Snitker has done that; for weeks now, the top five has been Soler, Albies, Freeman, Austin Riley and Duvall in some order, with Dansby Swanson, the catcher and the third outfielder (Rosario, Pederson or Guillermo Heredia) making up the bottom third. That’s all fine.

But within those top five, the leadoff choices are limited. Albies didn’t work out. Freeman and Riley are your best hitters, and it’s long been suggested the best hitters should bat second and fourth -- as they’re now doing. Duvall (.292 career OBP, .287 this year) has 37 homers, but is generally poor at getting on base, making him a worse leadoff pick than Soler.

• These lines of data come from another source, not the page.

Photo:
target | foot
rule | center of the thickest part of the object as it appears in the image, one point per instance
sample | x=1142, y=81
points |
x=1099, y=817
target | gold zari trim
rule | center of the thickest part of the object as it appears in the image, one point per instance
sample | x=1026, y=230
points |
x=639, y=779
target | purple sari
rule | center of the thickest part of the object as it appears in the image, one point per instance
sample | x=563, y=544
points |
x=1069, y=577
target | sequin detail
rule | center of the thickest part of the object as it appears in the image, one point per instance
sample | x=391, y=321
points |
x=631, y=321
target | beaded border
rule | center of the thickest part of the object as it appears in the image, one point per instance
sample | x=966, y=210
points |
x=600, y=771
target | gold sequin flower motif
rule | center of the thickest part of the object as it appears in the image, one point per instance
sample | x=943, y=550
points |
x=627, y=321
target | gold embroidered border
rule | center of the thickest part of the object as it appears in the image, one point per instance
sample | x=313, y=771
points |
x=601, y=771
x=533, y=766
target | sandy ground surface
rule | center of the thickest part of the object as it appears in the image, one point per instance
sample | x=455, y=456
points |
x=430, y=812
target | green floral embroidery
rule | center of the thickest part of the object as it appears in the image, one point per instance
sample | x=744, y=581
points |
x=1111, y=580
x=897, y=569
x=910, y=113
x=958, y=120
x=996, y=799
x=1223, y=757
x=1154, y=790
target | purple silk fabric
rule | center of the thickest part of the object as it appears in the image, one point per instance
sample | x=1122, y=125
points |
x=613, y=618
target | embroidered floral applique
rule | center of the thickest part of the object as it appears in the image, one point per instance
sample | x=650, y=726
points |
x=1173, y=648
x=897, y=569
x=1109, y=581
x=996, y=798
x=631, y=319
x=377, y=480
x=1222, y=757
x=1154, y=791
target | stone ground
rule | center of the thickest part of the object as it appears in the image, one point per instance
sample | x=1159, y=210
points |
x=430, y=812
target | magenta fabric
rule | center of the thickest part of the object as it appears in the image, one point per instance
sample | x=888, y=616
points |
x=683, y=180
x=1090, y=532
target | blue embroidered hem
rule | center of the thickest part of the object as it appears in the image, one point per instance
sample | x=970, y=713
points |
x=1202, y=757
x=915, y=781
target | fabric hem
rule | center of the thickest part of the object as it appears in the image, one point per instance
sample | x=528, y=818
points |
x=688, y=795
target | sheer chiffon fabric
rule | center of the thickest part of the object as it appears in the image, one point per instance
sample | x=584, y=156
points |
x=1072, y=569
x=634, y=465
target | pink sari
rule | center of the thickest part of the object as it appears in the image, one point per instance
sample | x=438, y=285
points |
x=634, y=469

All of which means that Soler, somewhat by default, is a perfectly reasonable choice, if not necessarily a traditional one. After all, of the available Braves hitters, only Freeman and Riley are projected to have better on-base percentages, and there’s compelling reasons to have them in spots to drive runners in.

“It’s not prototypical or how you would draw it up, but I think a lot of things are changing in the game,” Snitker said, and that’s exactly right. Just because you couldn’t or wouldn’t do this in 1921 or 1971 doesn’t mean you couldn’t or shouldn’t do it in 2021, if it makes sense enough.

Soler won’t steal bases in a big spot. He probably won’t go first to third, or be fast enough to motivate Snitker to start dropping sacrifice bunts with his No. 2 hitter. (Which, considering that’s now Freeman, is probably a good thing.) He won’t look like any leadoff hitter you’ve really ever seen, just like Albies doesn't look like the kind of hitter who should have 30 home runs. Soler is not really the leadoff hitter any playoff team would expect or desire to end up with.

But given the choices at hand, and how much has changed about how the leadoff hitter “should look like,” this unusual pick makes a surprising amount of sense. Soler doesn't look the part. Then again, these kind of choices really never should be about looks, should they?